Plenty can still undermine this squad. Will they get off to another slow start? Will Matt Thornton transition well to the closer role? Will they really be patient with defensive-minded Brent Morel at third base if he's batting .215 at the All-Star break? And assuming Peavy does come back in late April, how long does it take for him to become truly effective?

It's enough to make you second-guess yourself, but another check of the roster, and especially that starting lineup, puts a 93-win season well within reach.


Greenberg
Jon Greenberg

Jon Greenberg: 92

The Chicago White Sox are marketing their team behind a throwaway line from general manager Kenny Williams.

"As I've explained to people, you're either all-in or you're not," Williams said at the Adam Dunn press conference, echoing a phrase he had uttered and would repeat ad nauseum.

In truth, the Sox's motto should be: "Great Expectations."

Under the watch of the team's No. 1 fan, chairman Jerry Reinsdorf, the South Side club will carry a payroll of about $125 million into the season, big money for a club that has averaged fewer than 30,000 fans a game the last two seasons and competes with the Cubs for marketplace dominance.

This is not a scrappy underdog.
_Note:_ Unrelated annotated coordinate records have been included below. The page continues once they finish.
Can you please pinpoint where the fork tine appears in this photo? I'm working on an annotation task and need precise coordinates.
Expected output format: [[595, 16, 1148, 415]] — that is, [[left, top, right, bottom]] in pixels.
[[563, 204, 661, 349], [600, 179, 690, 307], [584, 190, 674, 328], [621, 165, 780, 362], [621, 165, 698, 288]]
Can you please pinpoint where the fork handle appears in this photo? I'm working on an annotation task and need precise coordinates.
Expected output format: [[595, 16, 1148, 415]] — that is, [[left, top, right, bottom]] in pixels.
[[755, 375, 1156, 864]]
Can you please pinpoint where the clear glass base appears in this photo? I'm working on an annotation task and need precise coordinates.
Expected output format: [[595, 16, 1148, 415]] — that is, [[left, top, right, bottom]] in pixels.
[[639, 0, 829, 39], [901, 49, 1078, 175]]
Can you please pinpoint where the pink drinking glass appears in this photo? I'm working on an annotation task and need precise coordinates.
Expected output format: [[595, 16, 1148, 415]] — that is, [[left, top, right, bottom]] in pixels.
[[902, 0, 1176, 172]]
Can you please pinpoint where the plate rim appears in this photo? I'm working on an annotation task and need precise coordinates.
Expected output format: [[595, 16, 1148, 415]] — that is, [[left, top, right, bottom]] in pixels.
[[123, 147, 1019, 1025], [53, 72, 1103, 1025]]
Williams has put together a balanced, well-paid club without obvious holes of previous seasons. The only real question mark is Jake Peavy's shoulder, and while that's a major one, there are more reasons for optimism.

Brent Morel won the only "open" starting job, and he looks much better than the third basemen the team has trotted out in the last couple years. With better defense, Ozzie Guillen might not have to hit up the grecian formula to keep his hair jet-black.

The Sox are the presumptive favorites to win the AL Central, and I'm predicting they win 92 games and take the division from Minnesota and Detroit.

Dunn's arrival helps powers a lineup that was missing a true designated slugger last year. If Paul Konerko can imagine he's in another contract year and Gordon Beckham rediscovers his rookie stroke, the Sox offense could be lethal.

However, with such promise, the team needs to get off to at least a warm start to avoid unnecessary distractions. Last year's 25-5 run during the summer only covered up a miserable beginning to the season.

I want to be pessimistic, because I've seen this show before, but between Dunn's arrival and a full season out of overlooked starter Edwin Jackson, there is every reason to see this team competing for a pennant.